"Dopo la riforma di cui all'articolo 13 del decreto legislativo n. 38/2000 non può essere accolto l'orientamento secondo il quale la nozione di danno biologico dettata con riferimento alla tutela previdenziale contro gli infortuni sul lavoro coincida con la nozione privatistica di danno alla salute, in quanto l'intento del legislatore di introdurre un'unica disciplina e quantificazione del danno biologico sia a fini indennitari che a fini risarcitori dovrebbe risultare in modo assolutamente inequivoco e tale volontà non traspare dalla normativa. La norma previdenziale in esame prevede la corresponsione di un minimum sociale garantito nelle ipotesi in cui non sia ravvisabile la colpa di alcuno e per questo motivo attraverso la copertura sociale si indennizza, ma non si risarcisce integralmente.

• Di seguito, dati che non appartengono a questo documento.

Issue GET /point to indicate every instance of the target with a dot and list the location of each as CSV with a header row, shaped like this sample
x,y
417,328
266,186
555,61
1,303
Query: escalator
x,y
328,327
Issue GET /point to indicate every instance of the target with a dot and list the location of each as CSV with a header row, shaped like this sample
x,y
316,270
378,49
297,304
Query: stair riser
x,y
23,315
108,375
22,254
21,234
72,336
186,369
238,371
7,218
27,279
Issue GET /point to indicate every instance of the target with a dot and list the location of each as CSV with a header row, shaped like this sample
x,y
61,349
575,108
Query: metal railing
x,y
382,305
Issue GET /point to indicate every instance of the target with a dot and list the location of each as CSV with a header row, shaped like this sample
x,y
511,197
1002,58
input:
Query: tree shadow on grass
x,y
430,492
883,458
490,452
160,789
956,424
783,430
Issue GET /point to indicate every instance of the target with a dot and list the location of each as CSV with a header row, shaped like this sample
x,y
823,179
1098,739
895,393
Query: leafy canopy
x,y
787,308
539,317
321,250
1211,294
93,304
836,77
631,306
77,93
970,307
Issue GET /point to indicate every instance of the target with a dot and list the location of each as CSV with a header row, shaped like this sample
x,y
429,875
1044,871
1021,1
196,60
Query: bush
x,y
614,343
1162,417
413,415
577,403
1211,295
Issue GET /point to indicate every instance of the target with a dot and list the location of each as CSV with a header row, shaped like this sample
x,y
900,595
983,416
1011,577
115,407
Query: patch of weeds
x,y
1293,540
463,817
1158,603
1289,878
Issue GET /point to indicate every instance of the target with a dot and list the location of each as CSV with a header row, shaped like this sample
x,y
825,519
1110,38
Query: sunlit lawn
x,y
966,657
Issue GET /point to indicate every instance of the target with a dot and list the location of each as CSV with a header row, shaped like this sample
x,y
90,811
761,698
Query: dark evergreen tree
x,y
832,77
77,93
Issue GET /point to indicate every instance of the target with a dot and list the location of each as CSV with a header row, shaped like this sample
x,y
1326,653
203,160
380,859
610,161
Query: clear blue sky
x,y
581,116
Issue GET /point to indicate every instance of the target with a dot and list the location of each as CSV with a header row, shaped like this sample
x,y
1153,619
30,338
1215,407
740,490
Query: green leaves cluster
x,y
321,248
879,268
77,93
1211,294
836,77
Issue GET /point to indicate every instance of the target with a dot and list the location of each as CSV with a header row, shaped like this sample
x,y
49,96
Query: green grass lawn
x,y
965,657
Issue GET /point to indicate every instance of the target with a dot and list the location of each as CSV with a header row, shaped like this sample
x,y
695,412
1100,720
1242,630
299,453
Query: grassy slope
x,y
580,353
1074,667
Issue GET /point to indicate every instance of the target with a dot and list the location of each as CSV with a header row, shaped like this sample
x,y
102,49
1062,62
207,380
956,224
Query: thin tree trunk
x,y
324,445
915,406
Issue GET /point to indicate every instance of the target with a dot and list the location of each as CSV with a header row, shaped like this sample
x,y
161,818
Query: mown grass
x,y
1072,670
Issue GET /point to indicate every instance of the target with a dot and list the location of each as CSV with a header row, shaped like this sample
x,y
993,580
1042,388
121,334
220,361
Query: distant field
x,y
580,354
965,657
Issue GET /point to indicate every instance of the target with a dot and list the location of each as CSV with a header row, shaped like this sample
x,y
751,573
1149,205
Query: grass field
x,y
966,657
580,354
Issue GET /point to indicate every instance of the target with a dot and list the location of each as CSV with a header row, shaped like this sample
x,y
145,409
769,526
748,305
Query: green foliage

Ne consegue che sulla base di tale normativa e in considerazione della diversa natura delle prestazioni previdenziali Inail, in caso di infortunio sul lavoro rispetto al risarcimento del danno dell'infortunato, spetta a quest'ultimo il diritto di agire in giudizio onde ottenere il risarcimento del danno c.d. differenziale dal datore di lavoro in relazione all'ipotesi in cui l'ammontare del danno, liquidato secondo gli ordinari criteri civilistici, ascenda ad una somma di importo superiore all'indennità una tantum od al valore capitale della rendita erogata dall'Inail. In questo caso, per procedere al calcolo del danno differenziale, occorre procedere alla determinazione del danno secondo i criteri civilistici, per poi effettuare un raffronto fra l'importo che ne risulta e l'ammontare delle prestazioni erogate dall'Inail, riconoscendo in favore del lavoratore l'eventuale differenza. Tuttavia, per le ipotesi di invalidità pari o superiore al 16%, in cui l'Inail eroga una rendita riferita per una quota al danno biologico e per l'altra alle conseguenze patrimoniali dell'inabilità permanente, il raffronto deve essere operato non posta per posta, ma avuto riguardo all'ammontare complessivo dei rispettivi ristori, esatto il disposto dei commi 6° e 7° dell'art. 10 del DPR n. 1124/1965 (v. Cass. n. 10035 del 25.5.2004) e considerato inoltre che una diversa soluzione è suscettibile di comportare un ristoro superiore all'ammontare del danno effettivamente patito".
TRIBUNALE DI VICENZA, Sezione Lavoro, sentenza n. 321 del 4.1.2007 - est. U. Dosi - Z.G. contro L. s.p.a. e altro.

ORIENTAMENTI DELLA GIURISPREUDENZA DI MERITO IN MATERIA DI DANNO DIFFERENZIALE NEGLI INFORTUNI SUL LAVORO.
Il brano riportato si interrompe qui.